With the start of the school year, I'm getting back into the rhythm of working on my MARC project again. I have just finished setting my SMART goals for the month of September. This month, I hope to reach out to my mentor to reconnect with her after the summer, and I hope to make a plan for learning how to use R. I have some online courses and tutorials saved, as well as a few classmates who have some experience with R. With all of these resources, I think that by the end of the month, it is feasible for me to have a plan for learning R and for me to have a plan for how I will specifically analyze the data in at least one of the databases. Senior year is off to a great start and I'm so excited for MARC this year!
In the last several weeks, I've honed in on my research question and hypothesis, as well as my specific aims for the project. I've also looked through some tutorials on R. But most notably, I finished my poster and video for the MARC end of year presentation (poster here). I also got to see what my classmates have been doing in the last semester, and I'm so excited for everyone's projects.
Over the last quarter, my project has come a long way. I decided to focus my project on house conditions and they effect they have on malaria cases, and Dr. Conrad sent me several databases to use. I'm so excited to continue working on my project over the summer and next year. My biggest goals for the summer are to become proficient with R and to keep a dialogue open with Dr. Conrad so that I can jump right back in to my project when Senior year begins.
On another note, a huge thank you goes to Stori. Your patience and guidance over the past three years has been incredible. You've offered your time, your support, and your expertise, and you've been such an important part of my experience at MA. I will miss you next year, but I'm so excited to see what you do next! Wishing you the best of luck.

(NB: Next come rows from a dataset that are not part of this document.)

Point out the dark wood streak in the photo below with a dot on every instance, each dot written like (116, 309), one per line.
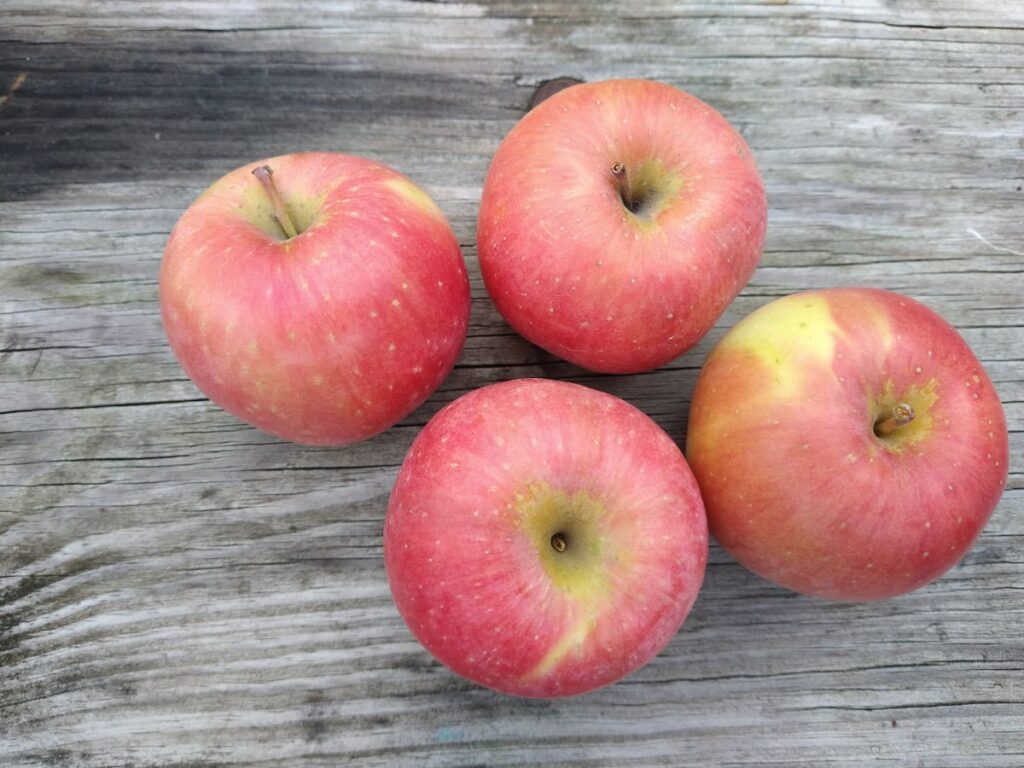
(179, 590)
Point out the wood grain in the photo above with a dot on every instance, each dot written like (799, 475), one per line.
(177, 589)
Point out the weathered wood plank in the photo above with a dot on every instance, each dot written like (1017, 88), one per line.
(177, 589)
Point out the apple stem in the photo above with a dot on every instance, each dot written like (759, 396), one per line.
(899, 415)
(265, 176)
(623, 181)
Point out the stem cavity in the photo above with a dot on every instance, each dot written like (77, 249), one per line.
(265, 176)
(899, 415)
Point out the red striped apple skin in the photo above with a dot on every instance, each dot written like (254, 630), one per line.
(329, 337)
(567, 263)
(801, 489)
(468, 542)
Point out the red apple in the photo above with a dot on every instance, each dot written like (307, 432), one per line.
(848, 443)
(323, 303)
(544, 539)
(619, 220)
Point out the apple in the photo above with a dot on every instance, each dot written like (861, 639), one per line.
(619, 219)
(847, 442)
(317, 296)
(544, 539)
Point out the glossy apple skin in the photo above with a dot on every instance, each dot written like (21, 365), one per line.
(800, 489)
(572, 270)
(332, 336)
(461, 538)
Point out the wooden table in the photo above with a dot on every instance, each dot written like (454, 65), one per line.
(177, 589)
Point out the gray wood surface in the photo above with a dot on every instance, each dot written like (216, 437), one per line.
(177, 589)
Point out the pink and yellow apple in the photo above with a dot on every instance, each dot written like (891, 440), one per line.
(619, 219)
(847, 442)
(320, 297)
(544, 539)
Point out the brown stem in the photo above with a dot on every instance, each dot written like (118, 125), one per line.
(265, 176)
(899, 415)
(623, 181)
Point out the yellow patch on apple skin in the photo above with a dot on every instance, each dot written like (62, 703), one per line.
(569, 642)
(920, 398)
(782, 335)
(660, 188)
(255, 207)
(580, 569)
(545, 511)
(408, 190)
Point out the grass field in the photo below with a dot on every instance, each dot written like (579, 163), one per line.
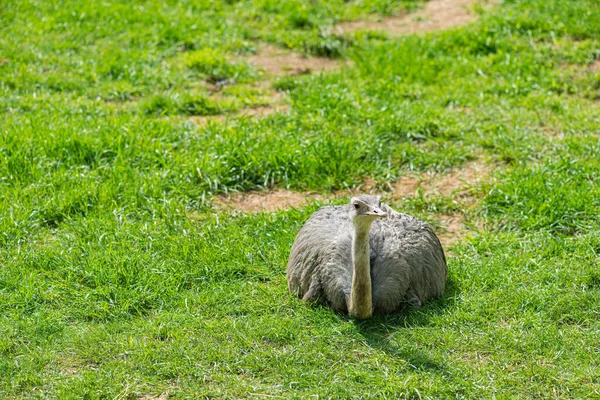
(122, 277)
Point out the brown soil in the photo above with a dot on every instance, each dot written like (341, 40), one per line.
(254, 202)
(260, 111)
(437, 15)
(276, 61)
(458, 182)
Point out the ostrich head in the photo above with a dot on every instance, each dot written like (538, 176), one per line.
(366, 209)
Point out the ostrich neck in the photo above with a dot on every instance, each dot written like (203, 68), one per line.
(361, 297)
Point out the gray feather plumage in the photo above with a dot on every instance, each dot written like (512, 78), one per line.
(408, 265)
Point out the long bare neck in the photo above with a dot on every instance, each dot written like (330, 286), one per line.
(361, 295)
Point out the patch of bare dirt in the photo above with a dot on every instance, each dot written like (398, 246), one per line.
(458, 182)
(437, 15)
(276, 61)
(406, 186)
(275, 200)
(259, 112)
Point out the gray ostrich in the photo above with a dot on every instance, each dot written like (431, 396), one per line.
(364, 258)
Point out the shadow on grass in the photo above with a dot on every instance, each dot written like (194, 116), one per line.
(377, 330)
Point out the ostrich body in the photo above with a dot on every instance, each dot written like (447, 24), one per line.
(364, 258)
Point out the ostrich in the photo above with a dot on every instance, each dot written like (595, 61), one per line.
(364, 258)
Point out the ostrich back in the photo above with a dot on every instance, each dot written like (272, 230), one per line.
(408, 265)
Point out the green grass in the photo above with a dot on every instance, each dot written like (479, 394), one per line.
(119, 279)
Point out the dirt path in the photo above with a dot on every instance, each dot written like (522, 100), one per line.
(276, 62)
(436, 16)
(458, 183)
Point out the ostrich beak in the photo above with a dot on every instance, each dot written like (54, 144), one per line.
(376, 212)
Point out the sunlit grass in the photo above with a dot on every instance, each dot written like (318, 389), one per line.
(119, 278)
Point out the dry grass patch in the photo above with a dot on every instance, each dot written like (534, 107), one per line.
(436, 16)
(255, 202)
(276, 62)
(458, 183)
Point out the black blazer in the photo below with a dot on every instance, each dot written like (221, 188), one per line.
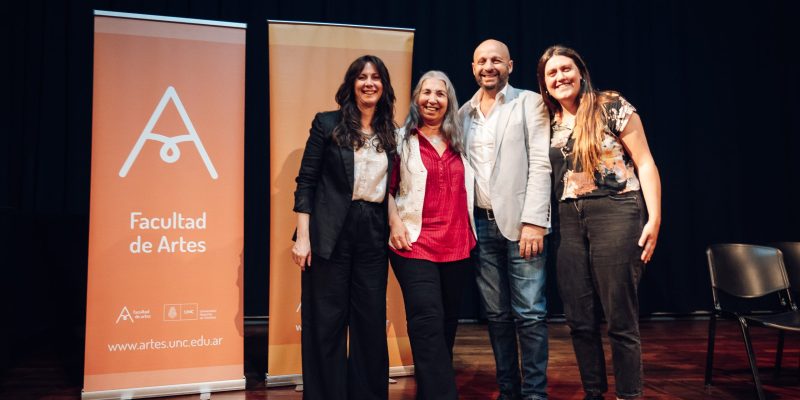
(325, 184)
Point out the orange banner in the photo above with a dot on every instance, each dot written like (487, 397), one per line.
(164, 301)
(307, 63)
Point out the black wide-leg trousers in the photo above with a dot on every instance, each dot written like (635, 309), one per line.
(432, 296)
(343, 294)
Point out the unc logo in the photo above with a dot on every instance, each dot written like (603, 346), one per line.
(170, 152)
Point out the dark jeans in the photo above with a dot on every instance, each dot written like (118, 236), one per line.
(432, 296)
(512, 292)
(347, 292)
(598, 265)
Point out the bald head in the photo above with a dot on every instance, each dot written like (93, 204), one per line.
(494, 46)
(491, 65)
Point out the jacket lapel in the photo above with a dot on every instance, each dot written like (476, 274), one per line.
(503, 118)
(348, 161)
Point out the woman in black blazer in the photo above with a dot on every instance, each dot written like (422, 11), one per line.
(342, 225)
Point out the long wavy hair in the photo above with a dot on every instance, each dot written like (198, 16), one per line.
(348, 132)
(590, 120)
(451, 125)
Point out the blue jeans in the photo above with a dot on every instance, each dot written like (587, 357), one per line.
(512, 292)
(598, 266)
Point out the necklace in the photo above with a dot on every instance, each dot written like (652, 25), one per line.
(434, 139)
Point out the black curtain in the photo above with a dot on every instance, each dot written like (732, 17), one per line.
(712, 82)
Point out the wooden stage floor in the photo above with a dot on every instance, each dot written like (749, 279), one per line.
(674, 363)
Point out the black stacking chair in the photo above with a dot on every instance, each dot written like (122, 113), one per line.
(791, 260)
(749, 272)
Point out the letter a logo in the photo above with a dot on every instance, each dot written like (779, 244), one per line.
(170, 152)
(125, 315)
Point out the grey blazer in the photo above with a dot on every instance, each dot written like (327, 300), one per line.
(520, 180)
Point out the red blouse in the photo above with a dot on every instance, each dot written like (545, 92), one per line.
(446, 233)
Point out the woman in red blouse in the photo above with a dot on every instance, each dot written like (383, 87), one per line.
(430, 209)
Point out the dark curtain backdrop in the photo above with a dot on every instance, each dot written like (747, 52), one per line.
(712, 81)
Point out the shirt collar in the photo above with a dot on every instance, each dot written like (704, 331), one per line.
(475, 101)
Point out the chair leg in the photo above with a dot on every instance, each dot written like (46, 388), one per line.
(751, 356)
(712, 332)
(779, 354)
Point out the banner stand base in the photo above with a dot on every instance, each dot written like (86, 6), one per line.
(169, 390)
(297, 379)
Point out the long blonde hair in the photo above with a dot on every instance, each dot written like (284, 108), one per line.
(590, 120)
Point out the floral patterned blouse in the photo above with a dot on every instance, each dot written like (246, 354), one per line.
(616, 172)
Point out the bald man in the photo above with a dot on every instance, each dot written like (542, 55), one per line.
(507, 134)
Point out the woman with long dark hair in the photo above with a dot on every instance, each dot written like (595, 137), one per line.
(341, 207)
(608, 201)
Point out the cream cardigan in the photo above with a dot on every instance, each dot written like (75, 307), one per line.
(411, 190)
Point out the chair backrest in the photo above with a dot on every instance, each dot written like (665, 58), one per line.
(791, 260)
(746, 271)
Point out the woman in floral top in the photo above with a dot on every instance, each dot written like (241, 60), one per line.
(607, 218)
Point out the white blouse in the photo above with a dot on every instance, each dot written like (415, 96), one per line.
(369, 183)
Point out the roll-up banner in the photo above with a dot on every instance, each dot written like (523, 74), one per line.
(164, 301)
(307, 62)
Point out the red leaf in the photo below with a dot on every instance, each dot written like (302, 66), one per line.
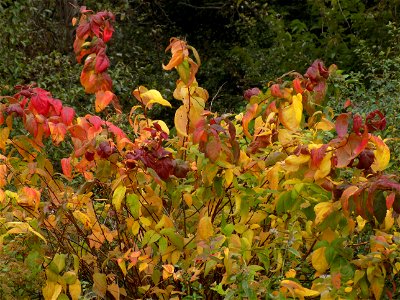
(57, 132)
(347, 103)
(102, 62)
(103, 99)
(342, 124)
(317, 155)
(96, 121)
(40, 103)
(390, 200)
(251, 92)
(57, 106)
(276, 91)
(67, 115)
(248, 116)
(357, 123)
(83, 30)
(67, 167)
(213, 148)
(78, 132)
(297, 86)
(107, 32)
(31, 124)
(376, 120)
(348, 192)
(361, 144)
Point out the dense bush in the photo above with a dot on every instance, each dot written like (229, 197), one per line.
(284, 200)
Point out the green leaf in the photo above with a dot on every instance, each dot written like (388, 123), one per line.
(58, 263)
(380, 206)
(133, 203)
(174, 238)
(285, 202)
(69, 277)
(100, 284)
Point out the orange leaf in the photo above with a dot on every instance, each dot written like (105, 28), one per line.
(179, 51)
(382, 154)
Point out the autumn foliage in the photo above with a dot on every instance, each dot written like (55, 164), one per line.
(276, 202)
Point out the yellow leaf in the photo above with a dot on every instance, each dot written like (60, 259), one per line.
(118, 196)
(389, 220)
(75, 290)
(113, 288)
(360, 223)
(318, 260)
(291, 273)
(188, 199)
(298, 290)
(324, 125)
(228, 177)
(143, 266)
(153, 96)
(293, 162)
(83, 218)
(291, 115)
(4, 132)
(322, 210)
(100, 284)
(325, 167)
(122, 265)
(163, 126)
(381, 153)
(175, 256)
(181, 121)
(205, 229)
(51, 291)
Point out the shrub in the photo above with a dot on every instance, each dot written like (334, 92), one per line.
(275, 202)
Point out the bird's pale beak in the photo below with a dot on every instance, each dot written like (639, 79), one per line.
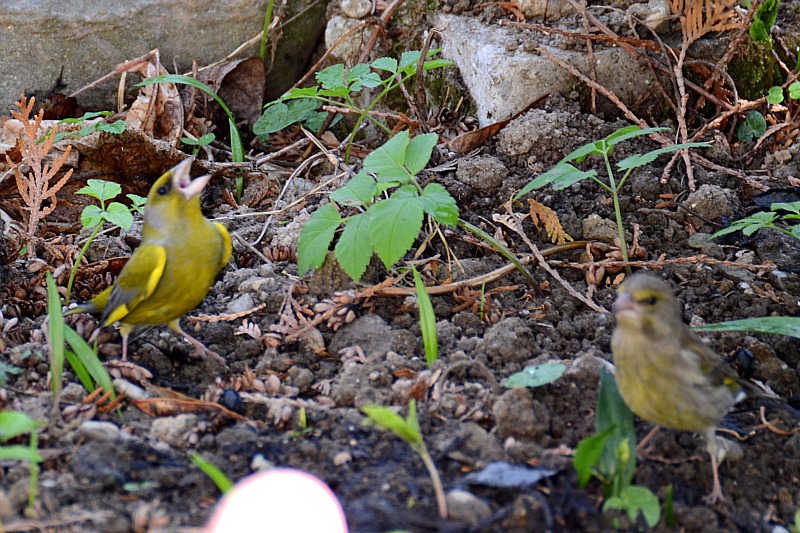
(182, 180)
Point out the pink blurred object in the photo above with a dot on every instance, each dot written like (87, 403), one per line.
(281, 500)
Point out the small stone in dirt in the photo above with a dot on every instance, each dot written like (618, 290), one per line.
(96, 430)
(711, 202)
(174, 430)
(485, 174)
(465, 507)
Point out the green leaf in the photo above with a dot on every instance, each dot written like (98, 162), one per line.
(220, 479)
(588, 454)
(19, 453)
(438, 203)
(388, 64)
(388, 161)
(427, 320)
(775, 95)
(119, 215)
(638, 160)
(332, 77)
(137, 202)
(395, 225)
(354, 249)
(115, 127)
(316, 237)
(753, 127)
(419, 151)
(55, 328)
(89, 359)
(101, 189)
(359, 191)
(91, 216)
(794, 90)
(619, 456)
(280, 115)
(14, 424)
(536, 375)
(777, 325)
(387, 419)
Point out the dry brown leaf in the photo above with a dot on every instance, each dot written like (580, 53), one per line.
(699, 17)
(158, 110)
(541, 214)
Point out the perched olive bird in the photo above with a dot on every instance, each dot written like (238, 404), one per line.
(173, 269)
(664, 372)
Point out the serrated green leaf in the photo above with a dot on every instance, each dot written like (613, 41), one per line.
(119, 215)
(395, 225)
(359, 191)
(639, 160)
(794, 90)
(354, 248)
(101, 189)
(91, 216)
(438, 203)
(14, 424)
(332, 77)
(316, 237)
(753, 127)
(419, 152)
(388, 64)
(388, 161)
(775, 95)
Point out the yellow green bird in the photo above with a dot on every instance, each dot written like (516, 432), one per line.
(664, 372)
(173, 269)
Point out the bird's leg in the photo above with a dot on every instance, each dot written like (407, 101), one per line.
(716, 492)
(199, 347)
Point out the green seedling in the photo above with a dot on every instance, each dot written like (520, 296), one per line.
(564, 174)
(237, 148)
(220, 479)
(768, 220)
(386, 227)
(379, 225)
(338, 86)
(12, 425)
(116, 127)
(610, 456)
(198, 143)
(427, 320)
(408, 429)
(94, 216)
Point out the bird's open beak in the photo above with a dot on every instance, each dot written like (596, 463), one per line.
(182, 180)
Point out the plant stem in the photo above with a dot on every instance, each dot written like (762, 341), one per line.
(74, 270)
(437, 482)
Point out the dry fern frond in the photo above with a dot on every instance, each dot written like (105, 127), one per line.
(544, 216)
(699, 17)
(35, 188)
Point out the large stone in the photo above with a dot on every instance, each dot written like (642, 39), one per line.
(88, 38)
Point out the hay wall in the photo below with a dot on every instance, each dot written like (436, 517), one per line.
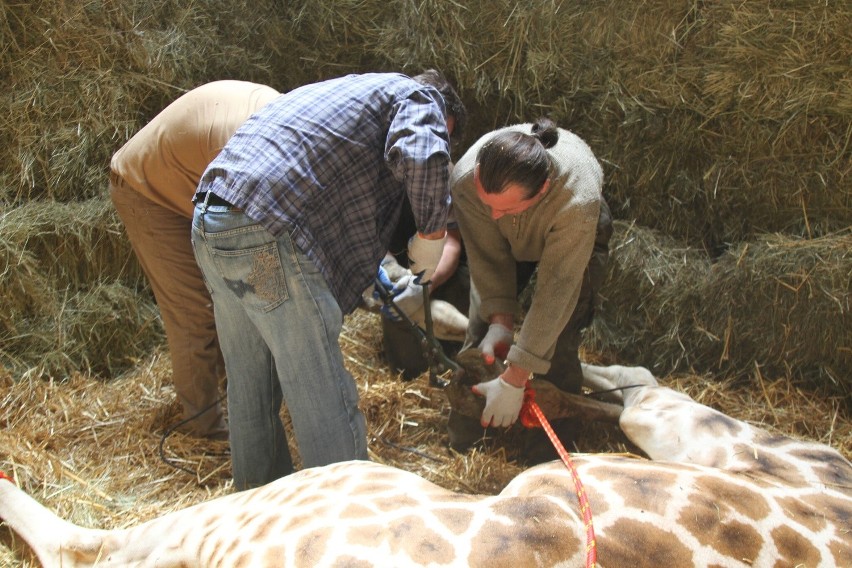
(716, 122)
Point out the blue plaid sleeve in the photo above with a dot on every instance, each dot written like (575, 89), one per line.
(418, 154)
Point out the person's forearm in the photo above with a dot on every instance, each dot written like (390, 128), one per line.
(516, 376)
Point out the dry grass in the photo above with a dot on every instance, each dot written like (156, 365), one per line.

In the past week, I've spent a lot of time working with R. After a lot of research, I figured out how to read the .dta files that my mentor sent me into R . I also started looking at the Excel spreadsheets that Stori was able to format for me. I'm continuing to think about a research question, and I'll be looking more closely at how I can use R to look for correlations in the data. I also spent time working on my proposal and started on my poster for the poster showcase at the end of the year. In the next week, I will continue working on my poster and proposal, and I'll keep learning about R to hopefully become more proficient in using it.
This week, I met with my mentor to go over the specifics of what I'll be researching for the next year. She gave me more information about what data she could help me access, and we decided that the best way to move forward is for me to look at data regarding wealth, house structure/type, and profession. She sent me the databases that I will be using, and in the next couple of weeks, I will start to look over the data preliminarily. I will also need to learn how to use R for data processing, and I plan on looking for online resources to help me. I also continued to work on my project proposal.